A standard test flight
On 12 September 1956, Grumman test pilot Tom Attridge was booked to fly a test aircraft. The aircraft in question was a prototype of the F-11 Tiger, at the time still in the final developmental stages. During this test flight, Attridge, a seasoned pilot, was meant to test the aircraft’s frontal cannons and their ability to shoot accurately while the aircraft was in a dive.
Once in the air, Attridge did just that. After climbing to an altitude of around seven kilometers, he was ready to commence the testing. Attridge entered a shallow dive of around twenty degrees while firing his afterburners to achieve Mach speeds. At around four kilometers from the ground, he fired a burst of the 20mm cannon equipped on the F-11.

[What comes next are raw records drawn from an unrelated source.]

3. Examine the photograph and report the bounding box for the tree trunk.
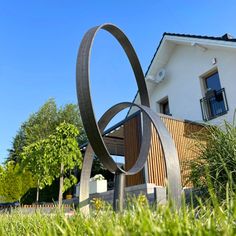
[58,163,64,208]
[36,180,39,205]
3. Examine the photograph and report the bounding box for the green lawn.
[0,196,236,236]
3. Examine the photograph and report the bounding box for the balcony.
[200,88,229,121]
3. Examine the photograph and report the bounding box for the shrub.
[190,122,236,199]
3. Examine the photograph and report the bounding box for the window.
[159,98,171,116]
[200,71,228,120]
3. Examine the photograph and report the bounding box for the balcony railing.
[200,88,229,121]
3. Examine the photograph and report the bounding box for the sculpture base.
[89,183,166,204]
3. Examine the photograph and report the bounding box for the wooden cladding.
[124,115,203,187]
[124,115,144,186]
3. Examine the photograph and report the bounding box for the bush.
[190,122,236,199]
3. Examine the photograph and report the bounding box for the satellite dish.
[147,68,166,84]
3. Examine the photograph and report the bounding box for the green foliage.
[44,122,82,192]
[0,195,236,236]
[0,162,36,202]
[6,99,86,162]
[190,122,236,199]
[21,139,54,189]
[21,122,82,197]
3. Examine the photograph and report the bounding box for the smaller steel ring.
[79,102,182,212]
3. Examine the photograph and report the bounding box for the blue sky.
[0,0,236,162]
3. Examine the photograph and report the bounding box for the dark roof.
[163,32,236,42]
[127,32,236,116]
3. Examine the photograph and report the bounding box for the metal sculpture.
[76,24,182,212]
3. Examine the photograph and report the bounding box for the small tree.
[0,161,35,202]
[21,139,54,203]
[45,122,82,207]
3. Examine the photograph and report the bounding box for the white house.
[134,33,236,124]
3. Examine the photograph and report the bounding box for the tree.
[6,99,87,162]
[45,122,82,207]
[0,161,35,202]
[21,122,82,207]
[20,139,54,203]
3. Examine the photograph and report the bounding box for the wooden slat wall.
[124,116,203,187]
[124,115,144,186]
[148,116,203,187]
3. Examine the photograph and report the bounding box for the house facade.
[131,33,236,125]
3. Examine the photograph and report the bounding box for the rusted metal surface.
[76,24,181,211]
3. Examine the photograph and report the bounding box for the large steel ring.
[76,24,151,175]
[79,102,182,212]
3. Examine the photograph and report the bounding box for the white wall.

After the burst, Attridge put the aircraft in a steep dive, and at around the altitude of two kilometers, he was struck by what he deemed to be a ‘foreign object, ’ most likely a bird, he thought. Unbeknownst to him at the time, the objects that hit his aircraft were actually the bullets he’d fired several moments prior.
Although Attridge initially only saw one of the objects which struck his bulletproof windshield, he would soon find out that more than just glass was damaged from his unfortunate encounter with his own bullets.
Getting back to the airfield
Being struck obviously startled Attridge, initially. After seeing the damage done to his windshield, the pilot pulled out of his steep dive to prevent the glass from breaking due to the pressure. As he leveled out and tried to accelerate, he found a new problem: his right engine was also damaged. Although Attridge radioed in the fact that there was only damage on the outside of the engine, it was obvious that the damage was much more complex.

When trying to power up past 78%, the aircraft’s right engine would start to jitter and make a sound that Attridge described as “a Hoover vacuum cleaner picking up gravel from a rug.” The only option now was to return back to base, a task easier said than done. As Attridge tried to pilot the wounded aircraft back to base, it became obvious that the engines would not be able to carry the six-ton beast home.
Around two kilometers away from the airfield and just 400 meters off the ground, the engines started to give out, and Attridge began losing altitude at a very rapid rate.
Not your usual kind of landing
Now a kilometer away from the base, Attridge kept losing altitude and was forced to crash land the jet fighter in a forest close to the compound. Even after trying to lose as much power as he could to make the crashing landing as soft as possible, the Tiger still had the force to push through the trees of the forest and travel 100 meters away from the initial crash point, taking Attridge on perhaps one of the wildest rides of his life.
Once the aircraft stopped, Attridge surveyed the situation. Around him, a fire broke out, being fueled by the kerosene the jet used to feed its hungry engines. This fire also heated up some of the unexpended ammunition which remained in the aircraft. He had to escape.

With a broken leg and three displaced vertebrae, the test pilot managed to cut himself free of his harness and drag himself away from the crash site so that a potential explosion of his aircraft wouldn’t harm him. A rescue helicopter was quickly dispatched to the scene, picking Attridge up shortly after the crash. He received first aid on his flight back to base, after which he was transferred to the nearby Central Suffolk Hospital.
The test pilot didn’t suffer any permanent injuries as a result of the crash. He continued working with Grumman, coming back only six months after the crash. With such an experience under his belt, Attridge was now ready for anything these test aircraft could throw at him. Fortunately for him, the remainder of his test pilot career was uneventful. The aircraft he shot down, the F-11, would come into service the same year and be retired from active carrier service in 1961.
Although some say this was a “one-in-a-million shot,” other instances of such events have happened as aircraft have gotten faster. Even so, Attridge’s fateful flight will go down in history as the first time a pilot managed to perform such a “one-in-a-million” maneuver.